Simplifying Quaternion Rotation

We start with the formula for quaternion rotation \begin{align*} \mq{q} \vec{v} \mq{q}^{-1} = \left(\cos\left(\frac{\theta}{2}\right) + \vec{u}\sin\left(\frac{\theta}{2}\right)\right) \vec{v} \left(\cos\left(\frac{\theta}{2}\right) - \vec{u}\sin\left(\frac{\theta}{2}\right)\right) \end{align*} Equation $\eqref{eq:quatprod}$ is utilized twice to expand the product: \begin{align*} \mq{q} \vec{v} \mq{q}^{-1} = &\left(\cos\left(\frac{\theta}{2}\right) + \vec{u}\sin\left(\frac{\theta}{2}\right)\right) \vec{v} \left(\cos\left(\frac{\theta}{2}\right) - \vec{u}\sin\left(\frac{\theta}{2}\right)\right) &= \\ &\left(\left(-\sin\thetatwo{} \uv\cdot\vv \right) + \cos\thetatwo{}\vv + \sin\thetatwo{}(\uv\times\vv) \right) \left(\cos\left(\frac{\theta}{2}\right) - \vec{u}\sin\left(\frac{\theta}{2}\right)\right) &= \\ &\color{zerocol}{-\sin\thetatwo{}\cos\thetatwo{} \uv \cdot \vv + \left( \cos\thetatwo{}\vv + \sin\thetatwo{}(\uv\times\vv)\right) \cdot \left(\uv\sin\thetatwo{}\right)+} \\ &\color{black}{}\left(-\sin\thetatwo{}\uv\cdot\vv\right)\left(-\uv\sin\thetatwo{}\right)+ \\ &\cos\thetatwo{}\left(\cos\thetatwo{}\vv + \sin\thetatwo(\uv\times\vv)\right) + \\ &\left(\cos\thetatwo{}\vv+ \sin\thetatwo{}(\uv \times \vv)\right) \times \left(-\uv \sin\thetatwo{}\right) \end{align*} Observe that the purple part ends up evaluating to zero.

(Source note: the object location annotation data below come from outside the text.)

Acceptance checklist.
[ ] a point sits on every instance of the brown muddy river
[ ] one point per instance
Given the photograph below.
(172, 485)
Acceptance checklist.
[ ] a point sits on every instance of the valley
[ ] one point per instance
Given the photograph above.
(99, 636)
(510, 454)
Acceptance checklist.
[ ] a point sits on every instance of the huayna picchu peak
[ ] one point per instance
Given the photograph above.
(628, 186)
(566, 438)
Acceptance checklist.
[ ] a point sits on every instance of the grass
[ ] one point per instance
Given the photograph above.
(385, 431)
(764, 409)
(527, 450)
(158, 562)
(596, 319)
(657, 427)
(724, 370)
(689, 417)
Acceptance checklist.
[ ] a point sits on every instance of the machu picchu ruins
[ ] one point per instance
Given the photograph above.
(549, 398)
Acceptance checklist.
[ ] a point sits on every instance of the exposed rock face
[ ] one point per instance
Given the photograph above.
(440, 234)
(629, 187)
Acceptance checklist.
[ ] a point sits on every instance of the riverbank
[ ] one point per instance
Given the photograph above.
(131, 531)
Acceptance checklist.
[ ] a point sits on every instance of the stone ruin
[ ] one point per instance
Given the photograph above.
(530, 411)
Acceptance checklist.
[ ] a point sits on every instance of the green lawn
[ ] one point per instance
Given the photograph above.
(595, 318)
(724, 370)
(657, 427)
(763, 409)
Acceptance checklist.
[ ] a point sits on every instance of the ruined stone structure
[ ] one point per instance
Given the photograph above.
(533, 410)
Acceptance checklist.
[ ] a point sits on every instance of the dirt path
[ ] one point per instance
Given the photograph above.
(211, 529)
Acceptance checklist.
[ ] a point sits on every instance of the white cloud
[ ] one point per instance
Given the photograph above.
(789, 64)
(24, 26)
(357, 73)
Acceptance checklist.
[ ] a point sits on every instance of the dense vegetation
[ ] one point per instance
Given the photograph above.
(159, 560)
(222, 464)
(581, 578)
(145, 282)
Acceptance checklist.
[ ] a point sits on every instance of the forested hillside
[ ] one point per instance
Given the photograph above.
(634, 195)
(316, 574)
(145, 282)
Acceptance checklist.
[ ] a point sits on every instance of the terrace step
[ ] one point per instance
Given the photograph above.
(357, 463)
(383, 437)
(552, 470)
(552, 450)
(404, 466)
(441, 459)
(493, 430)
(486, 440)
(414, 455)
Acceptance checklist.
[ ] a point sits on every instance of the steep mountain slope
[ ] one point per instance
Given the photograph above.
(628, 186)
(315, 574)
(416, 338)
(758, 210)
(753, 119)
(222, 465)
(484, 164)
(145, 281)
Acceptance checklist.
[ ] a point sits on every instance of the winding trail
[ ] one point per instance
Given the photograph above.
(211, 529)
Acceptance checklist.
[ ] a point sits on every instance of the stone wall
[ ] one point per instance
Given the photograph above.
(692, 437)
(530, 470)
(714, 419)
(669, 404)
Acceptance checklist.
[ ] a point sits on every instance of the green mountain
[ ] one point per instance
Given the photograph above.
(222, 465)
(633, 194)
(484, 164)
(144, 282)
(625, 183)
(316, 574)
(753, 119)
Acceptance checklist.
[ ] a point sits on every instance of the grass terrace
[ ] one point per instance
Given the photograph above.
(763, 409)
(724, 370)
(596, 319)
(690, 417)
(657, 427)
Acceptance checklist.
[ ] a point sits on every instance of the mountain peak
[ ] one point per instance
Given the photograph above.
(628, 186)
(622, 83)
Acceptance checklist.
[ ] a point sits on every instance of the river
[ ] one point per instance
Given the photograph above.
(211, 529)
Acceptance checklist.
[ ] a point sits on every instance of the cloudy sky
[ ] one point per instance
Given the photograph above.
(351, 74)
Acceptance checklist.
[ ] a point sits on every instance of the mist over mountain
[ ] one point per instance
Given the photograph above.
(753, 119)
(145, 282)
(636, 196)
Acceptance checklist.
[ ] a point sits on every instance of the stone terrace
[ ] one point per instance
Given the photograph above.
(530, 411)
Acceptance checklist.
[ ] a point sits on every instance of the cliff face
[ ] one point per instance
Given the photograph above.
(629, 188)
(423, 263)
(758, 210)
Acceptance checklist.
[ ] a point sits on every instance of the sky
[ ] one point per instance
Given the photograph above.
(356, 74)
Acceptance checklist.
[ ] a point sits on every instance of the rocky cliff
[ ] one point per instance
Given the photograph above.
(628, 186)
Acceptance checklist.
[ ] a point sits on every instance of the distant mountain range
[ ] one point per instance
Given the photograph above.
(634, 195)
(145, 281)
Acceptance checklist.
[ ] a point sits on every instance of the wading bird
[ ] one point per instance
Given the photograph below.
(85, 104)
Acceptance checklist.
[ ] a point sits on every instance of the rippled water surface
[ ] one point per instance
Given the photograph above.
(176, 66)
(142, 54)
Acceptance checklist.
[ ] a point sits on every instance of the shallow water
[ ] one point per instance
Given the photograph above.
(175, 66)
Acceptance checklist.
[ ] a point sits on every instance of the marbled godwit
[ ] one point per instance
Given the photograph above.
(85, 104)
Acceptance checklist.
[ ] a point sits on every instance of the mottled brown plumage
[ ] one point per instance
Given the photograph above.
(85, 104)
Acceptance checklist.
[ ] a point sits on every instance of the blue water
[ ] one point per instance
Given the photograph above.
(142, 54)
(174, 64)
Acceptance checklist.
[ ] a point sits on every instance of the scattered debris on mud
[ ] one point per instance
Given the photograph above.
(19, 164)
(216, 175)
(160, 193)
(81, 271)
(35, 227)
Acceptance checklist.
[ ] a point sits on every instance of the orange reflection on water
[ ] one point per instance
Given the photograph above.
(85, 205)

This is because the dot product is distributive under addition($a \cdot(b +c) = a \cdot b + a \cdot c$), and since $(\uv \times \vv) \cdot \uv = 0$. It is easy to see why: the vector $\uv \times \vv$ is a vector perpendicular to both $\uv$ and $\vv$. But then $(\uv \times \vv) \cdot \uv$ is simply the dot product of two vectors that are perpendicular. Ergo, this dot product is zero. The geometric situation is illustrated in the below image.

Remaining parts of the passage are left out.